Intel unveiled some new information about Nehalem at the VLSI Symposia on Technology and Circuits in Hawaii. Rajesh Kumar, Intel fellow and director of the Circuit & Low Power Technologies Digital Enterprise Group explained Nehalem will have more integrated components - like the memory controller - to get more bandwidth to the memory and get lower memory access latency.
Kumar said Nehalem's QPI will deliver 25GB/s socket-to-socket bandwidth and memory bandwidth will be a whopping 32GB/s thanks to triple-channel DDR3 1333MHz memory support. That's three times as much bandwidth as AMD processors have with DDR2-800 memory in dual-channel mode.
He went on to describe the scalability of Nehalem and said all the main components (processing cores, memory and I/O) work in a decoupled fashion so each can work at a different voltage or frequency. However, unlike designs from the competition Nehalem will have synchronous interfaces for improved performance and lower latency. Intel says Nehalem's memory to cache latency will be "drastically smaller" compared to chips from the competition like AMD's Phenom.
Such that frequencies and voltages can all be set independently. The CPU core, for example, can be running at its own frequency and voltage, while the memory system is running on its own, and the I/O (Input/Output) is running on its own, and each of them can be tuned for a given segment."
Kumar said the technology itself isn't new, but that Intel's technique is different than its competitors. "The idea itself is not new but the implementation is new. So far, most people that have tried this idea have done this using what are called asynchronous interfaces which happen to be fairly slow. So the main idea is how to do all of this in a synchronous fashion with very low latency and high performance," he said.
Another new feature in Nehalem is the improved power tuning, the chip will automatically adapt its frequency or voltage based on power draw:
He also described how Nehalem chips are better tuned to operate based on the level of power delivered. "Chips today run at a given frequency, at a given voltage. But we know that when running different applications the power supply keeps moving around," he said. "What we have introduced is a chip whose frequency keeps adapting every cycle to the dynamic and real time power supply it actually sees."
Some extra information about Nehalem's power saving features can be read at Bit Tech:
Intel's EIST and C1E states for clock changing to save power will now work 56 percent faster in Nehalem and the chip frequency will also adapt to power supply voltage changes and vDroop - this should make a system ever more stable, but we think it might push enthusiasts into looking for the best motherboards and PSU combinations that completely minimise this clock down effect, especially if it affects performance figures.
Intel even dropped an interesting titbit that it was thinking about completely decoupling itself from rated frequencies because of the constant clock changes, however it found customers and retailers were very much against this move. Despite the fact that, internally, the CPU is constantly adjusting its clock speed, from the outside it appears like a fixed frequency due to overall averaging. No doubt this continual variation will surely make our job testing hardware reliably that much more difficult though - it depends on the level of clock changes and the quality of motherboard and power supply.

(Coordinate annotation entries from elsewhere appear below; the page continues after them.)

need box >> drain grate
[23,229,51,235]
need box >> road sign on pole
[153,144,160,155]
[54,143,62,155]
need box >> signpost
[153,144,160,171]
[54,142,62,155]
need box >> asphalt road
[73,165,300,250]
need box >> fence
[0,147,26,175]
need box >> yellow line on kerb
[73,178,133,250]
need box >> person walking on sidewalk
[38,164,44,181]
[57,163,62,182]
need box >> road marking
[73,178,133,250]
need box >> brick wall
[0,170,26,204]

The site also found out Nehalem's Duty Cycle adapts to transistor variation and lifetime stress, this feature will prevent CPUs from dying outright but may make them slower:
Finally, Intel also mentions in its documents that the Duty Cycle adapts to transistor variation and lifetime stress - does this mean that even if your CPU isn't made as well as the next guy's, instead of dying outright it will reduce the time that part is working. Does this translate into reducing the core frequency over time?

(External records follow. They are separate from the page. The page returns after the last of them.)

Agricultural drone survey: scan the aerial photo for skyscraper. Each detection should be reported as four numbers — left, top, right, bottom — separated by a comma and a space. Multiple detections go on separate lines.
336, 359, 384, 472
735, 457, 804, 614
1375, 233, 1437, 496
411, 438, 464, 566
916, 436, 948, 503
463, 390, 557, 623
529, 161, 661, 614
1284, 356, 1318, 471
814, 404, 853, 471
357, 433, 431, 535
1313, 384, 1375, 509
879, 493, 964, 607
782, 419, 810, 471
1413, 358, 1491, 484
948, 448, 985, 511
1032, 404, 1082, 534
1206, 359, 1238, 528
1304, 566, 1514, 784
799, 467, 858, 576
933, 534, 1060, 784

In other words, after 12 months of overvolting and overclocking, your CPU might end up running at a lower speed you bought it at, or have less cache available as the chip turns down the use of these tired transistors? Considering CPUs die very rarely these days we can't see it being much of a problem - unless you put some silly voltages through it, that is. However, the long term implications and resellability might be of concern for some end users. We will endeavour to find out the answers from Intel.